I've tried to adopt the mantra that I will completely lose my shit but the minute I've stopped losing my shit, it will be over with. The consequences will remain but there won't be an atmosphere. I think you've probably made your point and as long as she is going to make good the damage then you've done all you need to do.

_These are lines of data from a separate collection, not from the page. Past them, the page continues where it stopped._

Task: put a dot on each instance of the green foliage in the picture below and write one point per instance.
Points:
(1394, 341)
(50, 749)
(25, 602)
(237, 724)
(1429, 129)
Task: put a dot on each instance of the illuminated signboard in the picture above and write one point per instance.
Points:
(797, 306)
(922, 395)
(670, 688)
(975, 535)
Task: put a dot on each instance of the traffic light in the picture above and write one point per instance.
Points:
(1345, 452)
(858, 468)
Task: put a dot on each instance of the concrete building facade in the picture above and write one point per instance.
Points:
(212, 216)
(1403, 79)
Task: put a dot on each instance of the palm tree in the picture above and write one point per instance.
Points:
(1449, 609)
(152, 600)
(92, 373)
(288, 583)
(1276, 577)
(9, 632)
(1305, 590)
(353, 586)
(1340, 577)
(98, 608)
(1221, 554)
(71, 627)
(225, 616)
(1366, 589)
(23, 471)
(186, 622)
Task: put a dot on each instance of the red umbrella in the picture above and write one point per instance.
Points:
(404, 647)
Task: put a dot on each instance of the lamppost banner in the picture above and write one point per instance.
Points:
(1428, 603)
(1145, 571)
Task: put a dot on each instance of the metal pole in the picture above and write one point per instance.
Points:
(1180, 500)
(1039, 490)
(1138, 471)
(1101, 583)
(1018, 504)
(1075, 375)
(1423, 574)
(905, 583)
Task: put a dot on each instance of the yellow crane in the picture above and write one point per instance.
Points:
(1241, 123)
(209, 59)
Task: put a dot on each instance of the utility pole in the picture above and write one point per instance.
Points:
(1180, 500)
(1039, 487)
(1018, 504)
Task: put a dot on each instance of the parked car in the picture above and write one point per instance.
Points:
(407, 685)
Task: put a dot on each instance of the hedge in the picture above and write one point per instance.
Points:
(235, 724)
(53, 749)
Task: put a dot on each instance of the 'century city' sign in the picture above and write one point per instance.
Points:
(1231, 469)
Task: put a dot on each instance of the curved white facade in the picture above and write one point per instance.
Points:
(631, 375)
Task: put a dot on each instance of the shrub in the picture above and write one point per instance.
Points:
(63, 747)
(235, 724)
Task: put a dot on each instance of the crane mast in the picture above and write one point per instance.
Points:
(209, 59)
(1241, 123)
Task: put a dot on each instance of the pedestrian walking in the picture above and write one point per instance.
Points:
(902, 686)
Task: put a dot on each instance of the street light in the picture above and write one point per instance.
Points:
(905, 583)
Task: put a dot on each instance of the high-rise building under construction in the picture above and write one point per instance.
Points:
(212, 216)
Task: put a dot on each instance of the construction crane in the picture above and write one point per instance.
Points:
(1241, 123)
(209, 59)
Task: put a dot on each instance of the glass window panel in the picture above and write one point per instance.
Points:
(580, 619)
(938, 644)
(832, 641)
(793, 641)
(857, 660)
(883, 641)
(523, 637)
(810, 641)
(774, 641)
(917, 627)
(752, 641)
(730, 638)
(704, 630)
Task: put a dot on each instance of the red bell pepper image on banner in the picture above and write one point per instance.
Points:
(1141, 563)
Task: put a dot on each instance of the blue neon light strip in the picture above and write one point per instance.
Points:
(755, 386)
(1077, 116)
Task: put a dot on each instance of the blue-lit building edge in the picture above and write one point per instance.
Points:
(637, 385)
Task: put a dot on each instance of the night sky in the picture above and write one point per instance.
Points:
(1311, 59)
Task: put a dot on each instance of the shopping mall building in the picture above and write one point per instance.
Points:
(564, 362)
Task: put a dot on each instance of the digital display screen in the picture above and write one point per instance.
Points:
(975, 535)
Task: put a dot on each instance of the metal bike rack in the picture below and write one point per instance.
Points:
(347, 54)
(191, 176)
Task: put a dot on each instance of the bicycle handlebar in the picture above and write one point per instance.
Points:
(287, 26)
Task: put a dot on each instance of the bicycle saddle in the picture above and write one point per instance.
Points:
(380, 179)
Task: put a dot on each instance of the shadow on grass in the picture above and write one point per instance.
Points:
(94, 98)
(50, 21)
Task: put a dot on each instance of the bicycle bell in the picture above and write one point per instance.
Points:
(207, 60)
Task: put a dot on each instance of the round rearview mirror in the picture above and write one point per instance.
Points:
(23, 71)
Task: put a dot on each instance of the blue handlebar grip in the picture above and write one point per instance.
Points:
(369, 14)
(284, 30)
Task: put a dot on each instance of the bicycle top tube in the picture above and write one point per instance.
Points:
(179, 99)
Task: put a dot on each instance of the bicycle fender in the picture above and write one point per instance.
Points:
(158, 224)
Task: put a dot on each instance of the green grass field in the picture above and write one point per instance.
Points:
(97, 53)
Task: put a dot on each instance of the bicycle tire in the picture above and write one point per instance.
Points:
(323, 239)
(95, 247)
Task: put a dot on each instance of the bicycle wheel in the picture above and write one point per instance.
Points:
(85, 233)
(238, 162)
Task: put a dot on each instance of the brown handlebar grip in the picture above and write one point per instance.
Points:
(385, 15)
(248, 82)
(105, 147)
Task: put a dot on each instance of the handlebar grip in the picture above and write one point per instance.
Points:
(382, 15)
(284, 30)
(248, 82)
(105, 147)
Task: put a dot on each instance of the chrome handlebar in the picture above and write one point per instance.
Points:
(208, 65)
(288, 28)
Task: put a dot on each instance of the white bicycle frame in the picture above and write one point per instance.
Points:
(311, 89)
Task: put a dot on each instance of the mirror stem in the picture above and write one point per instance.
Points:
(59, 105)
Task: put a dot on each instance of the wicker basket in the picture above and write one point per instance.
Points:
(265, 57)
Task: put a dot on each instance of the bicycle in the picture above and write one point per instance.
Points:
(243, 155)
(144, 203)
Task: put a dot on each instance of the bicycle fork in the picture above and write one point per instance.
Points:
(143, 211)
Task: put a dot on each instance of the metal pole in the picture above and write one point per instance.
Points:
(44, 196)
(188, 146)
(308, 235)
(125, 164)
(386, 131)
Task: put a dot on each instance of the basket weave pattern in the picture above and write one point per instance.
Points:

hardtimescomeagainnomore · 24/05/2021 20:42

@CoalCraft I can see how it might come across like that, but I'm honestly not trying to be vindictive. I am still speaking to her and telling her that I love her but do feel let down but that I'll get past it. I don't want to make her suffer anymore than she needs to but I came her for advice as I also didn't want to be letting her off with too little consequences causing other problems. I've never had to deal with anything like this before so want to handle it correctly.

OP posts:
Gatehouse77 · 24/05/2021 20:43

Personally, I think the consequences you’ve laid out are sufficient. From what you’ve said she’s remorseful and accepted her responsibility in it.
I’d move more onto discussing how she feels about it, what she’s learnt from it, what she’d do differently with the knowledge she has now, etc.
Staying angry, IMO, is counterproductive if you want her to understand how to move forward and make better choices in the future.
We all fuck up at times, sometimes monumentally, but we need to learn how we can find resolutions/solutions rather than staying stuck in the ’punishment’.

Pinkylemons · 24/05/2021 20:44

Oh god I really feel for you. You must be so upset and disappointed. I’d be absolutely livid. I have no idea what my punishment would be but it would be harsh!

@Summersnake - seriously why should you expect it!? My daughter wouldn’t dare do anything like that. She knows how bad the punishment would be.